Sein Sägewerk kaufte Matthias Amann in den 1930er Jahren und betrieb es zusammen mit Hermann Wittmann bis Anfang er es Anfang der 1960er Jahre an seinen Sohn Lorenz übergab. Im Betrieb, zu dem auch eine Landwirtschaft gehörte, waren während des Krieges neben sechs bis sieben Einheimischen auch Kriegsgefangene u.a. aus Weißrussland beschäftigt. Enkel Herbert Amann weiß zu berichten, dass z. B. ein weißrussischer Arbeiter bis zum Tod seines Opas Kontakt zu diesem hielt, ihn auch mit seiner Familie besuchte. Bei einem Ausflug zum Monte Kaolino habe er erzählt, dass er von den Amanns wie ein Familienmitglied behandelt und verpflegt worden sei.
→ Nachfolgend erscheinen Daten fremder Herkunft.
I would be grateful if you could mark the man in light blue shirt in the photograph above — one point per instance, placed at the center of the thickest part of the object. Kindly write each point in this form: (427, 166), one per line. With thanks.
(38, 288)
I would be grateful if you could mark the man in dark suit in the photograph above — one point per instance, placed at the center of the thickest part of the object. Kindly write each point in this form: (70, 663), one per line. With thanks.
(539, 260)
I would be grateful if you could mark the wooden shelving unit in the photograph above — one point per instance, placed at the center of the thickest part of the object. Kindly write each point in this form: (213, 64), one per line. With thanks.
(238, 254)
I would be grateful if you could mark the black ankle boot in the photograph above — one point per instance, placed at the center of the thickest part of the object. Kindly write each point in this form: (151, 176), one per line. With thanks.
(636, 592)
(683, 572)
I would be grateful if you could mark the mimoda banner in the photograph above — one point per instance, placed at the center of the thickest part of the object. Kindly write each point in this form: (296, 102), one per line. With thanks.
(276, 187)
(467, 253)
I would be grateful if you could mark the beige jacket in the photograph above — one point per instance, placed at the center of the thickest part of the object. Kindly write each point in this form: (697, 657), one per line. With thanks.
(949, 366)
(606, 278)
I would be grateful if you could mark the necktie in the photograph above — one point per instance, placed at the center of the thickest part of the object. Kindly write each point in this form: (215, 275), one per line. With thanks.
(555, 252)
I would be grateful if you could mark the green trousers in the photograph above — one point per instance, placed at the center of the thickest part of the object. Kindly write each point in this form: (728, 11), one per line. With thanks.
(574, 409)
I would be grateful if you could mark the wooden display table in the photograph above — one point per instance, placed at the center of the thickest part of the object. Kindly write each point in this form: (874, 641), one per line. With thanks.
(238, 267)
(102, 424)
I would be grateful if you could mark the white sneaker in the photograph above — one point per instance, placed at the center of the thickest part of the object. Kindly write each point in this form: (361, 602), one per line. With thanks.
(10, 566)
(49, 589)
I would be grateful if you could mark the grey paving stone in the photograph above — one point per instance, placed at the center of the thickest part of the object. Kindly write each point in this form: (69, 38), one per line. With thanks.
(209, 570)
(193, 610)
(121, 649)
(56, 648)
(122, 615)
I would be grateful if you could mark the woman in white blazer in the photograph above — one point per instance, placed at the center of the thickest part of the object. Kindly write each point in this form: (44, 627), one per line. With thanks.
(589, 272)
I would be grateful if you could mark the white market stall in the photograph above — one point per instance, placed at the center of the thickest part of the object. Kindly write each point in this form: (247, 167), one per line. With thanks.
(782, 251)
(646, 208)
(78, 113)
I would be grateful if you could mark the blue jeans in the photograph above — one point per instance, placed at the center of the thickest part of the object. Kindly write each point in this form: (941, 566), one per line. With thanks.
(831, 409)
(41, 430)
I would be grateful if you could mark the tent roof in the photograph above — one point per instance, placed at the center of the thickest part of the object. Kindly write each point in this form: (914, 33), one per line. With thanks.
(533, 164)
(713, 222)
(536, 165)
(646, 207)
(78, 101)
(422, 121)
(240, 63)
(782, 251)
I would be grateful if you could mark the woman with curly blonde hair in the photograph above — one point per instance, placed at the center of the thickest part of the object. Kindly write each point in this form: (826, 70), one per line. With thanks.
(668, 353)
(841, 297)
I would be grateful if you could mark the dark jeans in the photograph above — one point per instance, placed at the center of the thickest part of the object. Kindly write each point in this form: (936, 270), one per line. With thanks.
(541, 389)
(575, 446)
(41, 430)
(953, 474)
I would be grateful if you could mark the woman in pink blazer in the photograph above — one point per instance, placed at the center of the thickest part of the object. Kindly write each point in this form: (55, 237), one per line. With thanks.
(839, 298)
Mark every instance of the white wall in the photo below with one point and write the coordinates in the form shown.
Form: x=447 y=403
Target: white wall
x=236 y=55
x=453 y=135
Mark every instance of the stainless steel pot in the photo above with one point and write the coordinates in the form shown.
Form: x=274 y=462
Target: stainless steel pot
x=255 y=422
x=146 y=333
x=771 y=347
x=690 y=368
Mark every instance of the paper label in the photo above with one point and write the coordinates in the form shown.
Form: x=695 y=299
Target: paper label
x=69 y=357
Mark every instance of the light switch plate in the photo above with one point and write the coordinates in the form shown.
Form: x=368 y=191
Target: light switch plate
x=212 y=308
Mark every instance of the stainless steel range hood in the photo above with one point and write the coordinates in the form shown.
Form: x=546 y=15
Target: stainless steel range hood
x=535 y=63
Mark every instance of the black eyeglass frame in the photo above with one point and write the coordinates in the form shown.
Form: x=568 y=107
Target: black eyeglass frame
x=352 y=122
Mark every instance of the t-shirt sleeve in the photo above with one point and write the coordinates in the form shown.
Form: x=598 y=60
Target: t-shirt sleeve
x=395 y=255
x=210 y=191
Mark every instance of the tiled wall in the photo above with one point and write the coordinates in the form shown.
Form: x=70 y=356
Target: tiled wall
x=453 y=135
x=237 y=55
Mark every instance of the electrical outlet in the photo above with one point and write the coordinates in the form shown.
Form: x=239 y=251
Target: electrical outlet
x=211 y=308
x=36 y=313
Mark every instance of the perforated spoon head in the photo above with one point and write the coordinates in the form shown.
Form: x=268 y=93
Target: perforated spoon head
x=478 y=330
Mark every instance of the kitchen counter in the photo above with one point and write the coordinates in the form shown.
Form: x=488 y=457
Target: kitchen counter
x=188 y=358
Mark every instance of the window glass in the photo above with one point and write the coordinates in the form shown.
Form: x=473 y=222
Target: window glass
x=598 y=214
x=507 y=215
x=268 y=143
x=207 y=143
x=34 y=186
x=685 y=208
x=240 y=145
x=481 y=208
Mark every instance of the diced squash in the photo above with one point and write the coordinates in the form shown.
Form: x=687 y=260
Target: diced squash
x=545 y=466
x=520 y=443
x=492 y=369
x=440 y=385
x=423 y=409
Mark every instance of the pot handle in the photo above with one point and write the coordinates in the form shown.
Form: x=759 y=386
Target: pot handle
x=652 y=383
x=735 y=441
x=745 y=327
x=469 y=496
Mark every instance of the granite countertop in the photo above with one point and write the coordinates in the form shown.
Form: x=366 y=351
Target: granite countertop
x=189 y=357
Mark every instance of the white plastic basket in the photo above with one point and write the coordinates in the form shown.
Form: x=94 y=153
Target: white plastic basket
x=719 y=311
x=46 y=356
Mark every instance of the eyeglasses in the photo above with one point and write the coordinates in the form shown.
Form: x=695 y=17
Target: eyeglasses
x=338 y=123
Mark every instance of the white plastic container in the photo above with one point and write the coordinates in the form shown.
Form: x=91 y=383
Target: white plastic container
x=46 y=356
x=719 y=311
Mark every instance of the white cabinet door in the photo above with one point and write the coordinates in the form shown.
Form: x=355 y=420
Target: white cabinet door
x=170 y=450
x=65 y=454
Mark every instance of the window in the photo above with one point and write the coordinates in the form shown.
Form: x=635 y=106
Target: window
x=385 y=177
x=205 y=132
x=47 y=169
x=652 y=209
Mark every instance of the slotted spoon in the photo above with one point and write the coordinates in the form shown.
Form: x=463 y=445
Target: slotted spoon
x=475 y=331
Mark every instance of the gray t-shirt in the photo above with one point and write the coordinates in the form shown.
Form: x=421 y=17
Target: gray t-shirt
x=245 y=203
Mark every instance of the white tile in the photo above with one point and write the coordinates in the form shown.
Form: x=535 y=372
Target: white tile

Enkel Herbert erinnert sich noch sehr gut daran, dass „die schlechte Zeit bei seinem Opa Ängste hinterlassen“ hat. So hatte er stets Konserven (Erbsen, Karotten, Rindfleisch) vorrätig. Besonders viel hatte er 1968 während des „Prager Frühlings“ eingekauft. Herbert Amann: „Ich höre ihn heute noch sagen: „Der Russe ist in einer ¾ Stunde hier.“ Herbert Amann erinnert sich zudem daran, dass sein Opa ein großer Opern- und Operettenliebhaber war. „Nur Wagner mochte er – aus bekannten Gründen – nicht!